1. Identifying sources of population covariation in large datasets to protect against model bias

Sarah Yip Presenter
Yale University
New Haven, CT 
United States
 
Monday, Jun 24: 9:00 AM - 10:15 AM
Symposium 
COEX 
Room: Grand Ballroom 101-102 
Large scale data collection initiatives, such as the UKB and ABCD study, are poised to provide unprecedented insights into our fundamental understanding of brain development within the context of both health and disease. Given the breadth of ongoing large-scale data collection, both in terms of the number of variables collected and the number of individuals studied, such datasets are further candidates for artificial intelligence (AI) models. However, given the potential for AI models to embed biases arising from under-representation of diverse populations in training data, significant caution should be taken when applying such approaches to neuroimaging and other forms of data. To illustrate this point, we present recent data demonstrating that basic demographic and social determinants of inequity were the primary drivers of day-to-day experiences of hardship during the COVID-19 pandemic. Specifically, using a multivariate pattern-learning approach of >17,000 variables collected from 9,267 families in ABCD to identify baseline predictors of pandemic experiences, as defined by both child and parent report, we find that non-White and/or Spanish speaking families had decreased resources, escalated likelihoods of financial worry and food insecurity. In contrast, those with higher pre-pandemic income and presence of a parent with a postgraduate degree experienced reduced COVID-19 related impact.

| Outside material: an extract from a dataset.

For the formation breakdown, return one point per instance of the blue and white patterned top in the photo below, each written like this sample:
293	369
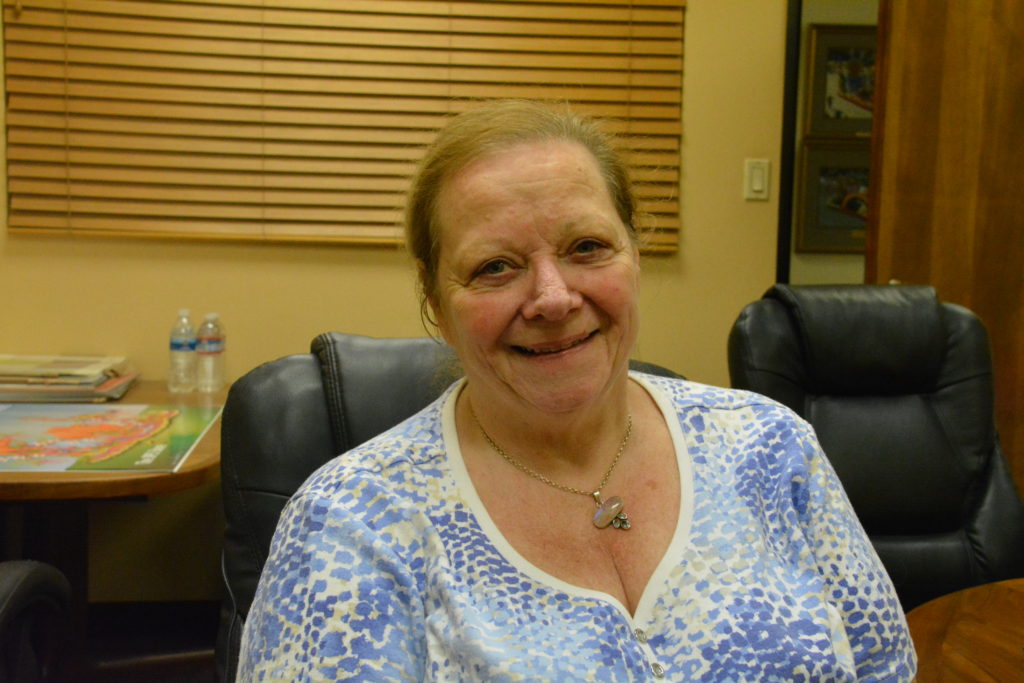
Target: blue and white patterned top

More recently, we leveraged a deep learning framework (conditional variational autoencoder) in conjunction with the entirety of ABCD behavioral data (n=11875, p=8902) to identify sources of interindividual differences. We find distinct dimensions of diversity driven by factors of socioeconomic status and other environmental factors that can be broadly categorized as social determinants of health. One underlying source of variation reflects material poverty and its health correlates while another captures densely populated living and its disproportionate effects across ethnic groups. Other key stratifications capture privilege via measures of education and income tied to healthy home environments and through European ancestry and desirable neighborhoods in terms of location and air quality. Cognitive ability specifically relating to executive function was related to variation across dimensions. By beginning to untangle the intricate web of such complex associations, we hope that our findings can guide future studies toward relevant covarying diversity measures to be included in brain-behavior modeling efforts when investigating a phenotype of interest. Collectively, these results demonstrate the import of considering basic diversity factors in data-driven analyses of large datasets. Coupled together with other work demonstrating that basic individual difference factors may bias brain-behavior models, they further suggest that, if not explicitly considered, such diversity factors will likely have hidden effects within AI models of neuroimaging data, opening up the potential for significant bias.

1. Yip SW, Jordan A, Kohler RJ, Holmes A, and Bzdok D. Multivariate, Transgenerational Associations of the COVID-19 Pandemic Across Minoritized and Marginalized Communities. JAMA psychiatry, 2022. 79(4): 350-358. PMC8829750
2. Greene AS, Shen X, Noble S, Horien C, Hahn CA, Arora J, Tokoglu F, Spann MN, Carrión CI, Barron DS, Sanacora G, Srihari VH, Woods SW, Scheinost D, and Constable RT. Brain–phenotype models fail for individuals who defy sample stereotypes. Nature, 2022. 609(7925): 109-118.